As an example of structured testing, consider the C module "count" in Figure 5-2. Given a string, it is intended to return the total number of occurrences of the letter `C' if the string begins with the letter `A'. Otherwise, it is supposed to return -1.

Figure 5-2. Code for module "count."

The error in the "count" module is that the count is incorrect for strings that begin with the letter `A' and in which the number of occurrences of `B' is not equal to the number of occurrences of `C'. This is because the module is really counting `B's rather than `C's. It could be fixed by exchanging the bodies of the "if" statements that recognize `B' and `C'. Figure 5-3 shows the control flow graph for module "count."

Figure 5-3. Control flow graph for module "count."

The "count" module illustrates the effectiveness of structured testing. The commonly used statement and branch coverage testing criteria can both be satisfied with the two tests in Figure 5-4, none of which detect the error. Since the complexity of "count" is five, it is immediately apparent that the tests of Figure 5-4 do not satisfy the structured testing criterion-three additional tests are needed to test each decision independently. Figure 5-5 shows a set of tests that satisfies the structured testing criterion, which consists of the three tests from Figure 5-4 plus two additional tests to form a complete basis.=20
Input

Output

Correctness

X

-1

Correct

ABCX

1

Correct

Figure 5-4. Tests for "count" that satisfy statement and branch coverage

Input

Output

Correctness

X

-1

Correct

ABCX

1

Correct

A

0

Correct

AB

1

Incorrect

AC

0

Incorrect

Figure 5-5. Tests for "count" that satisfy the structured testing criterion.
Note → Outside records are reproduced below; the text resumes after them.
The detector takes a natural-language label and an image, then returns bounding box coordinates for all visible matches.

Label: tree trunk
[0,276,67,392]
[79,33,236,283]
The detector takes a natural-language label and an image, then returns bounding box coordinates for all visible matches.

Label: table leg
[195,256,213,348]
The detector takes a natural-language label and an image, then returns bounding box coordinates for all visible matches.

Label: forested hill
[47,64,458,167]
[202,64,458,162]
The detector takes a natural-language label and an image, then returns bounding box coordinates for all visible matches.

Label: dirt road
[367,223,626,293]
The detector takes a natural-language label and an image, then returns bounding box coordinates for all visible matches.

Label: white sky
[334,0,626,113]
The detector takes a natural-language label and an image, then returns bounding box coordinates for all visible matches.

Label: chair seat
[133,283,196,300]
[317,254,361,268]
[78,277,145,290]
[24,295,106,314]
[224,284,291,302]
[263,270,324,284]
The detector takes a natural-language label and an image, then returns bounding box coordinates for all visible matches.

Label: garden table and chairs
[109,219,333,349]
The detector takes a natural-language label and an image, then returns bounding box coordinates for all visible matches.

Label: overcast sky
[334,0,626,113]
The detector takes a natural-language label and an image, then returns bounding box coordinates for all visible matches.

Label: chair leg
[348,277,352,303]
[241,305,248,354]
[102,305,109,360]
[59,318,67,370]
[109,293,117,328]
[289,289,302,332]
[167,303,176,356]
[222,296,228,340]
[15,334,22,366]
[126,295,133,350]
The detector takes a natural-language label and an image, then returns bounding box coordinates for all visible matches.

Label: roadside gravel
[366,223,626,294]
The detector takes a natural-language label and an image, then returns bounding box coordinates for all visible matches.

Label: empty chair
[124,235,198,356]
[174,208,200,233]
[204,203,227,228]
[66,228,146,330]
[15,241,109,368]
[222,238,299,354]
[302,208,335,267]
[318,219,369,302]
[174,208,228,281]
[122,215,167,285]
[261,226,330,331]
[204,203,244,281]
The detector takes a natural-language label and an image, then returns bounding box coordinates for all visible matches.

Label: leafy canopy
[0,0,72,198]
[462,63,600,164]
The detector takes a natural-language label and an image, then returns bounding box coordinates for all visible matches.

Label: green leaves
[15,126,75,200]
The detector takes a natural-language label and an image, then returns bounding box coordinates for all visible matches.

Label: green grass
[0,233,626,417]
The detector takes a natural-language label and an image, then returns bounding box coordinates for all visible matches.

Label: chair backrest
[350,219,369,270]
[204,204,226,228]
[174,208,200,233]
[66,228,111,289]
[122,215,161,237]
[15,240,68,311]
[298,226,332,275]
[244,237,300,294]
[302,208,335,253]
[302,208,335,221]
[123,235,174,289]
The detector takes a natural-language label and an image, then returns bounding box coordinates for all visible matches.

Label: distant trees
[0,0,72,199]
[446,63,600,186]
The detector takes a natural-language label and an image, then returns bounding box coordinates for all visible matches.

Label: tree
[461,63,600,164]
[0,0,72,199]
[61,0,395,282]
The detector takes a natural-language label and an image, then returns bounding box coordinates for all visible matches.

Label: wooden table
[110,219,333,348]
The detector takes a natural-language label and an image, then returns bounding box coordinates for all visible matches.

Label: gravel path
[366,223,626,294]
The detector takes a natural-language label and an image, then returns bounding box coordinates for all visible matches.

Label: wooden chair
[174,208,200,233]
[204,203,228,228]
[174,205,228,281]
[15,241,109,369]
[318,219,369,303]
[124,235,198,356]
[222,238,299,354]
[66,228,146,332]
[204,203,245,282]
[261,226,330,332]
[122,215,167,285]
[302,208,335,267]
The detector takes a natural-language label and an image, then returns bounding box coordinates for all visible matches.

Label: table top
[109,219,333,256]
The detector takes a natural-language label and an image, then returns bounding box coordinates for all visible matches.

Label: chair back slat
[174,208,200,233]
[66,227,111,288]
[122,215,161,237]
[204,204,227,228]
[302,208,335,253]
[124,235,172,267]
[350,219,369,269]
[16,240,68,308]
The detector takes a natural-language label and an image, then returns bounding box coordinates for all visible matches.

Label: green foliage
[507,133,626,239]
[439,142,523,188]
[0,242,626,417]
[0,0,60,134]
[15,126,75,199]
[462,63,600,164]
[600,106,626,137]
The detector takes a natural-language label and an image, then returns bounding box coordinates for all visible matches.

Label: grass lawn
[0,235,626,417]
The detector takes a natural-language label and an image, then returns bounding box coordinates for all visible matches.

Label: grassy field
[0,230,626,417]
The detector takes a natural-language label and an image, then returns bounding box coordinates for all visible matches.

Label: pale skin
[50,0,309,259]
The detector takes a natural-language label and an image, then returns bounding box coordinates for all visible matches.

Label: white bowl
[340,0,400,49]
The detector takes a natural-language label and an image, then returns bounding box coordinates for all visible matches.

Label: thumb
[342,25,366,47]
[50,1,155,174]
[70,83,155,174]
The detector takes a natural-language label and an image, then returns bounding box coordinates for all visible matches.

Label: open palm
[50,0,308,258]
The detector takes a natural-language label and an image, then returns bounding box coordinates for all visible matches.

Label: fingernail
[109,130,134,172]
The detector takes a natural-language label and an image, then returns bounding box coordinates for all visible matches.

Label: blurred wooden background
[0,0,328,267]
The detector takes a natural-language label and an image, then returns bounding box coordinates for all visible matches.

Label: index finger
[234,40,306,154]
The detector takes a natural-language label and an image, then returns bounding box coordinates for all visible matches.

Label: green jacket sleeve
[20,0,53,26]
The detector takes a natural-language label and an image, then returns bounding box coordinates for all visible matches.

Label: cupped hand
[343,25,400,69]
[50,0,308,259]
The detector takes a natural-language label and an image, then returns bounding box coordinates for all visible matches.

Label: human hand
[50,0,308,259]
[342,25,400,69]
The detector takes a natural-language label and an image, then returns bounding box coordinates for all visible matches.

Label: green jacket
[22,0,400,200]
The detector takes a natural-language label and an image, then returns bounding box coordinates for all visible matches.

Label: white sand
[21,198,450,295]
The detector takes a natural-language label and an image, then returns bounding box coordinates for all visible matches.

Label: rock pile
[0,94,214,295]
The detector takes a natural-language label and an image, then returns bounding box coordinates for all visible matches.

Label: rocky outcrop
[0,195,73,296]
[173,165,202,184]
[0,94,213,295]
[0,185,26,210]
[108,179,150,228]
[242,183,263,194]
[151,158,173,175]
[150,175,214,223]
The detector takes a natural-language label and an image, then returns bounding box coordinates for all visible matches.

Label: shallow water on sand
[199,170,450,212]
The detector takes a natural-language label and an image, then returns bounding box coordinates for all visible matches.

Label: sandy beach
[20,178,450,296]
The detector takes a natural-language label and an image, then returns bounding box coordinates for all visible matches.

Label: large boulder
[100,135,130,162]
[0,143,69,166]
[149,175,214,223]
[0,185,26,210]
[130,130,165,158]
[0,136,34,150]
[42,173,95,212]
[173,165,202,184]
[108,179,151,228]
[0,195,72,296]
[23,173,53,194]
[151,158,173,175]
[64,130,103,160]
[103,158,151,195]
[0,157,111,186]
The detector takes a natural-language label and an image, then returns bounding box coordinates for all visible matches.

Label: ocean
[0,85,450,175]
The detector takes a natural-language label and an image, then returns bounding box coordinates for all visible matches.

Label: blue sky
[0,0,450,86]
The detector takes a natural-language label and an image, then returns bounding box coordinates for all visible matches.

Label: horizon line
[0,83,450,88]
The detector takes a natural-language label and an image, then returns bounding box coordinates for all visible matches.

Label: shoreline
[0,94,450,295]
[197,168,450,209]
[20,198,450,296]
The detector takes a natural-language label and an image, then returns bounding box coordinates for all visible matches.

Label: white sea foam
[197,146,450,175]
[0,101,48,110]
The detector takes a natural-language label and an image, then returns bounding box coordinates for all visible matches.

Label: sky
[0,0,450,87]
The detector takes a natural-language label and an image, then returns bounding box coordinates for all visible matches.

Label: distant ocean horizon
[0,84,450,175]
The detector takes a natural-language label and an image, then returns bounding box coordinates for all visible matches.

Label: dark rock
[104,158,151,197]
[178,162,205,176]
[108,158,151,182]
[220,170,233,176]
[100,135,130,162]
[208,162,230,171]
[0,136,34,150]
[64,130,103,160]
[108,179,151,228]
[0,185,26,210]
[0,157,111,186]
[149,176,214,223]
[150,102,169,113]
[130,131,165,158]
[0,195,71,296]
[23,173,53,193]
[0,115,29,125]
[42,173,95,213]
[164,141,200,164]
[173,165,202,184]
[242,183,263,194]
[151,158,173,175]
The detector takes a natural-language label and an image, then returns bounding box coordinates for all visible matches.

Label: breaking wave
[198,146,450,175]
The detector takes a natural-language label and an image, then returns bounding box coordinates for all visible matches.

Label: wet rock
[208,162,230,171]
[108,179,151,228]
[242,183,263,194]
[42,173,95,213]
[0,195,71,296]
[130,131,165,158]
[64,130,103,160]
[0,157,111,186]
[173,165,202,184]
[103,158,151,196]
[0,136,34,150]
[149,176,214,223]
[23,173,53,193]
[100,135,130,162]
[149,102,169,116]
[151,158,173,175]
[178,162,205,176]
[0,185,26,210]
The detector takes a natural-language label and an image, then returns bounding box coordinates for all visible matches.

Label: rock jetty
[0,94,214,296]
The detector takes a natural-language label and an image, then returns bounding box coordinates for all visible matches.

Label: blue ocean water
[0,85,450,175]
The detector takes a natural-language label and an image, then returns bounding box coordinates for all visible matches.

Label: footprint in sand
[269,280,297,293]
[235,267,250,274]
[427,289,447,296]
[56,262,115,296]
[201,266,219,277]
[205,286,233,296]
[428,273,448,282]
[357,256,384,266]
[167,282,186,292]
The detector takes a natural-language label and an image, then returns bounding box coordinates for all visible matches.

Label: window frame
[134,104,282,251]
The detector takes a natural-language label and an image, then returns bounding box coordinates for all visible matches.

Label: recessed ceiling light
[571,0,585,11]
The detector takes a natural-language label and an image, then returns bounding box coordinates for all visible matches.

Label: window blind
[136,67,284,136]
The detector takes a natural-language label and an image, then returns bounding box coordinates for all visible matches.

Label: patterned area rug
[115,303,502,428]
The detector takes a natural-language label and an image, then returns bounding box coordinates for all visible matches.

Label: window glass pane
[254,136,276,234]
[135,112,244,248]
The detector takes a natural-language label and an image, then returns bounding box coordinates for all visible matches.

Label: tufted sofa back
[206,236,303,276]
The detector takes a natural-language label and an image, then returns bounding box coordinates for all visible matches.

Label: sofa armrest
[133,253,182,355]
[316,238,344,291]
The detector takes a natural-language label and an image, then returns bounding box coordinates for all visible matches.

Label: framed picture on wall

The set of tests in Figure 5-5 detects the error (twice). Input "AB" should produce output "0" but instead produces output "1", and input "AC" should produce output "1" but instead produces output "0". In fact, any set of tests that satisfies the structured testing criterion is guaranteed to detect the error. To see this, note that to test the decisions at nodes 3 and 7 independently requires at least one input with a different number of `B's than `C's.

5.5 Weak structured testing

Weak structured testing is, as it appears, a weak variant of structured testing. It can be satisfied by exercising at least v(G) different paths through the control flow graph while simultaneously covering all branches, however the requirement that the paths form a basis is dropped. Structured testing subsumes weak structured testing, but not the reverse. Weak structured testing is much easier to perform manually than structured testing, because there is no need to do linear algebra on path vectors. Thus, weak structured testing was a way to get some of the benefits of structured testing at a significantly lesser cost before automated support for structured testing was available, and is still worth considering for programming languages with no automated structured testing support. In some older literature, no distinction is made between the two criteria.

Of the three properties of structured testing discussed in section 5.2, two are shared by weak structured testing. It subsumes statement and branch coverage, which provides a base level of error detection effectiveness. It also requires testing proportional to complexity, which concentrates testing on the most error-prone software and supports precise test planning and monitoring. However, it does not require all decision outcomes to be tested independently, and thus may not detect errors based on interactions between decisions. Therefore, it should only be used when structured testing itself is impractical.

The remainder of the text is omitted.